Litecoin (LTC) is a proof-of-work Layer-1 blockchain, currently ranked 26th by market capitalization among the assets we track. At its core, Litecoin is a sovereign proof-of-work network. Miners expend real electricity to order transactions, and the LTC token is both the reward for that work and the unit users pay to transact.

Litecoin (LTC) is a peer-to-peer cryptocurrency designed for fast and low-cost transactions, often referred to as the "silver to Bitcoin's gold." It was created in 2011 by Charlie Lee to improve upon Bitcoin's technology with faster block generation times.

How the network stays secure

Because blocks are produced by mining, the cost of attacking Litecoin scales with the hardware and energy securing it. The heavier the mining base, the harder the chain is to reorganize.

Under the hood, LTC secures its ledger with Proof of Work, built on the Scrypt algorithm.

Background & fundamentals

Litecoin first went live in 2011, giving it roughly 15 years of on-chain price history to draw on. Litecoin operates under a semi-centralized structure, which concentrates protocol decisions in an identifiable issuer or foundation. A documented core team of 16 contributors is listed publicly, a depth of disclosed staffing many long-tail tokens lack.

Its codebase is open-source, meaning the implementation can be audited rather than taken on trust. CoinPaprika classifies the project's development status as "Working product". In sector terms it is most often filed under Cryptocurrency, Lightning Network, and Segwit.

Where Litecoin sits in the market

Trading around $41.86, Litecoin carries a market capitalization of $3.20B. Around $231.42M changes hands across exchanges in a typical 24-hour window. That is a turnover of about 7.24% of the float — a healthy level of activity for an asset this size.

About 92% of the hard cap of 84M LTC has been minted, leaving only modest issuance ahead. LTC remains -90% beneath its all-time high of $412.70, the kind of gap that historically takes a full cycle or a fresh catalyst to close.

What the price history shows

Across timeframes, LTC shows 24-hour -3.56%, 7-day -3.50%, 30-day -8.50%, 1-year -43.54%. LTC is currently trading near the bottom of its 365-day range (around the 0th percentile of recent closes).

Volatility profile

Recent action puts Litecoin in the Moderate-volatility band — it shows the kind of price movement common in mid-cap crypto assets — meaningful but not unusual.
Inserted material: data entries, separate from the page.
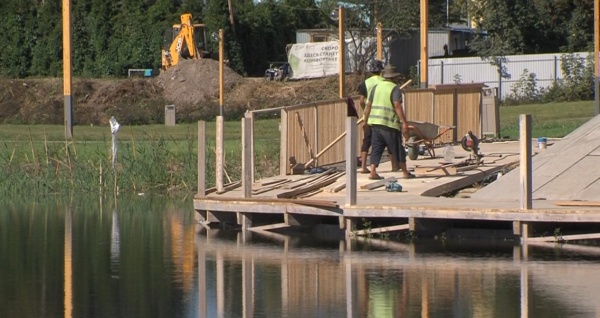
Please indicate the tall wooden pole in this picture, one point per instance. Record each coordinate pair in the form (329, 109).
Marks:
(220, 166)
(596, 52)
(424, 38)
(379, 41)
(342, 51)
(221, 45)
(68, 99)
(525, 166)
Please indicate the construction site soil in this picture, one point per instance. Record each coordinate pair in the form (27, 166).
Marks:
(192, 86)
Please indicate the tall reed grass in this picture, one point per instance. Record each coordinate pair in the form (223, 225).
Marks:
(144, 164)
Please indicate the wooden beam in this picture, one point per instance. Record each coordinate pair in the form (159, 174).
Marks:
(461, 182)
(201, 159)
(351, 177)
(525, 183)
(401, 227)
(377, 184)
(335, 141)
(284, 165)
(227, 185)
(247, 166)
(577, 203)
(220, 155)
(435, 171)
(308, 202)
(560, 238)
(269, 227)
(307, 188)
(230, 187)
(424, 39)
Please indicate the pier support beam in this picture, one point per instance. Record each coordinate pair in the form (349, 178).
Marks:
(201, 159)
(283, 159)
(244, 220)
(525, 164)
(521, 229)
(351, 136)
(220, 155)
(247, 156)
(350, 226)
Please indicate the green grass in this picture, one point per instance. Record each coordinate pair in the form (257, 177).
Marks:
(149, 158)
(37, 159)
(548, 120)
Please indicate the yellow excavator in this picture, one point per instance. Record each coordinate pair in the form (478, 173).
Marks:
(184, 41)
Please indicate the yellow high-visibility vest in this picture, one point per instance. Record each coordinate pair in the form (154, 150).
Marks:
(382, 110)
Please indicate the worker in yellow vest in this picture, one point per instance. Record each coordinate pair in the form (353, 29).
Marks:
(363, 90)
(385, 114)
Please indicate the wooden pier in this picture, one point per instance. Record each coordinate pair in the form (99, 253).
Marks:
(339, 195)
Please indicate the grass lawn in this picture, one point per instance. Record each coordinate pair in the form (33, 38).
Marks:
(549, 120)
(98, 140)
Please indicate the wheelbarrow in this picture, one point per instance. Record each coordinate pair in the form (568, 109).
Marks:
(424, 133)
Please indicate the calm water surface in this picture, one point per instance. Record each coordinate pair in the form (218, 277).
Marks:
(146, 257)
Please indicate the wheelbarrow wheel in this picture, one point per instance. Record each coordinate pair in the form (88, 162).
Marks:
(413, 148)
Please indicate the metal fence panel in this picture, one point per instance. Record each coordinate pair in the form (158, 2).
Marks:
(546, 67)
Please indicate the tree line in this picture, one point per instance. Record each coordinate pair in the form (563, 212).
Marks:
(110, 37)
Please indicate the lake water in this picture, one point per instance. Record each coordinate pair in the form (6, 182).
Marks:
(146, 257)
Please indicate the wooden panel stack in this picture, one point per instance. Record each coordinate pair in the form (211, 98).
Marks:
(310, 128)
(444, 113)
(457, 105)
(418, 105)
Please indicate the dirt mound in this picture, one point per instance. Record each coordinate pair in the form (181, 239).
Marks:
(192, 85)
(196, 81)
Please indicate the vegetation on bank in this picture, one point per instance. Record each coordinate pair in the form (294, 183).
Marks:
(156, 158)
(150, 158)
(110, 37)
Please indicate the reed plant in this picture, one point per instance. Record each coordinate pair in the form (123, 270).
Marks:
(145, 163)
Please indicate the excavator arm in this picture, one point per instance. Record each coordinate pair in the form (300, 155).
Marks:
(184, 44)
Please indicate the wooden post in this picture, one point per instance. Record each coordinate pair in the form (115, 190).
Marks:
(220, 285)
(68, 265)
(201, 159)
(221, 60)
(247, 286)
(342, 51)
(525, 164)
(596, 57)
(220, 154)
(67, 72)
(524, 291)
(202, 304)
(283, 158)
(424, 38)
(379, 41)
(247, 157)
(351, 161)
(250, 115)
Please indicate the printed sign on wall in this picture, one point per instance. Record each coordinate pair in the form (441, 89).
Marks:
(311, 60)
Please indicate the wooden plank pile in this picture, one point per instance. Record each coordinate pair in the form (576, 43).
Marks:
(312, 185)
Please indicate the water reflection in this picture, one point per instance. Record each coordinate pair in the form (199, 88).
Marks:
(145, 257)
(375, 278)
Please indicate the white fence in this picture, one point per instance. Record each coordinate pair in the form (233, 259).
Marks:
(546, 67)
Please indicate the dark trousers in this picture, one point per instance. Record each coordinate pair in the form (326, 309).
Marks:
(385, 137)
(366, 139)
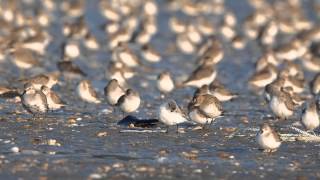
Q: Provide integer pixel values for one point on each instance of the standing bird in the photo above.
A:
(34, 101)
(281, 104)
(87, 93)
(268, 139)
(171, 114)
(204, 109)
(129, 102)
(113, 91)
(165, 83)
(150, 54)
(53, 100)
(315, 85)
(48, 79)
(310, 116)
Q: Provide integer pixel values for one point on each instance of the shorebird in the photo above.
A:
(268, 139)
(34, 101)
(310, 116)
(281, 104)
(53, 100)
(87, 93)
(171, 114)
(165, 83)
(113, 91)
(47, 79)
(129, 102)
(204, 109)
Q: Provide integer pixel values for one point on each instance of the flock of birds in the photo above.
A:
(290, 45)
Over the last 30 days the move totals -8.50%, a useful input for stop placement and position sizing.

How to read Litecoin as a proof-of-work asset

For an asset of this type, three lenses matter most:

  • Security budget — whether mining rewards plus fees are enough to keep hash power — and therefore attack cost — high.
  • Issuance schedule — how new LTC enters circulation and when emissions taper. Disinflation is a core part of the bull case for PoW coins.
  • Settlement demand — whether the chain is actually used to move value, since fee revenue eventually has to carry security as block subsidies shrink.

This page pulls live market data, on-chain stats where available, exchange-by-exchange volume, and our forecast model into one view so you can work through those questions in a single place. None of it is investment advice — it is a structured starting point for your own research.